Could an asteroid collision with Earth wipe out all life? We spoke to Dr Richard Crowther, organiser of a conference on the subject, about the threat. Here the Liberal Democrat MP Lembit Opik spells out why he thinks governments should take this issue seriously.

So Ladbrokes are giving 5000 to 1 against an asteroid impact. It's a timely estimate. From January 20th to January 23rd, a conference in Frascati, Italy, was held to discuss the threat of impacts by Near Earth Objects, and their frequency.

In fact delegates, including myself, all agreed the fundamental point. The chances of a catastrophic impact by a hurtling space rock are 100%. It WILL happen again. We just don't know when.

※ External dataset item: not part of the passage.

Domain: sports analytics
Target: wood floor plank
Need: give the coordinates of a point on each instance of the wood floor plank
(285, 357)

This isn't scare-mongering or science fiction. The earth is peppered with the remnants of colossal craters - the calling card of asteroids and comets which hit earth. Most famous of these was the 16km diameter asteroid which landed in the Yukatan Peninsula 65 million years ago. It wiped out the dinosaurs… and seven tenths of all life on earth.

What asteroid experts take for granted, but others sometimes find hard to grasp, is the sheer explosive force of these relatively small objects. How can a 16km wide rock - a speck in comparison to the 13,000km earth - wreak such havoc? It's all about energy. The debris of a car crash on a motorway shows the damage one tonne of metal can do at 100 kilometres an hour. By comparison, these space rocks weigh billions of tonnes and travel at many tens of kilometres a SECOND. The faster their impact speed, the more damage they do.

The Frascati conference also discussed less deadly but more frequent smaller objects. If a 1km wide object came down over, say Paris, the European Union would be burned to cinders within about two hours. These "continent killers" probably hit us every hundred thousand years or so, though estimates vary. But all conference delegates agreed there WILL be another one.

The good news is we're not powerless. A UK Government report written by its "Near Earth Object Task Force" in September 2000 confirmed we CAN act. With half a dozen telescopes around the world, a few computers and a decade's worth of observations, we can spot 9 out of 10 objects heading our way. It's an insurance policy, giving us enough time to literally nudge an incoming object out of earth's path. Again, we can probably achieve this with today's technology.

The Chair of the conference, Richard Crowther wants us to take the chance to do something about those dangers soon. The scientists agree. The politicians have to be convinced. It would be better to achieve that now, rather than saying "I told you so" while gazing down into a smoking hole in the ground which had previously been called "The Midlands."